A catalogue like this pleases us in a variety of ways. In the first place, it stimulates the olfactory memory, which is a dim and nostalgic thing that prompts us to recall the ghosts of numerous odours and smells. Second, such a catalogue helps us feel vicariously attentive; we join in Doctor Doolittle’s dog’s amazing response, and thus feel more alive to things. In third place, we admire Jip’s power of quick identification, his ability to name things as soon as they appear. In a nutshell, the passage’s effect is is to allow us to partake in a thoughtful appreciation and mastery of occurrences in general.

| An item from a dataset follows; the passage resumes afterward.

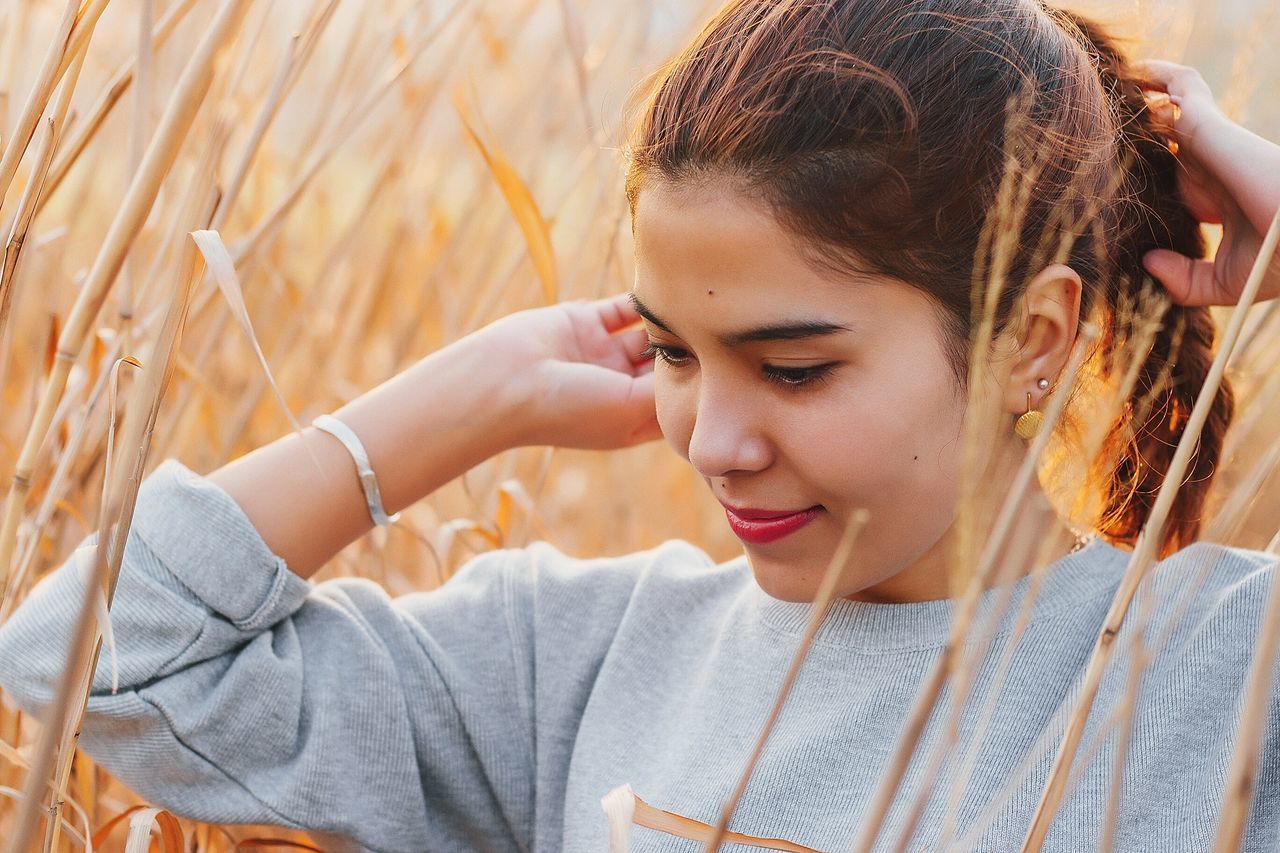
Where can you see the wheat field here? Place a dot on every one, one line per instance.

This is usually invariably what the cataloguing impulse expresses: a want to possess and praise the entire world, or at the very least to feel it. The Latin canticle Benedicite, Omnia Opera Domini demonstrates this most clearly and wonderfully. The opening verses of that well-known canticle are as follows:

I won’t go on because I am confident that you all understand the logic of what follows. The sun, moon, and stars, the winds and various weathers of the sky, the creatures of the ground and sea, and finally humans are all called upon in turn. Nothing has been overlooked. Although the canticle does not mention crushed laurel leaves or sycamores, it does say, ” “Bless ye the Lord, all ye Green Things upon the Earth”; it may not include foxes and young cows in a mountain stream, but it does say “Bless ye the Lord, all ye Beasts and Cattle.” What we have in the Benedicite is a poetic journey from heaven to earth, through the realms of traditional cosmology, to a man at the heart of things — a progression in which the entire hierarchy of organisms is described in terms that, while broad, are not abstract. It’s a lyric or song in which words encircle and capture heaven and earth, and pleasant feelings embrace them.

It’s fascinating to compare Benedicite’s method to that of Gerard Manley Hopkins’ “curtal sonnet,” a more personal catalogue and praise poem.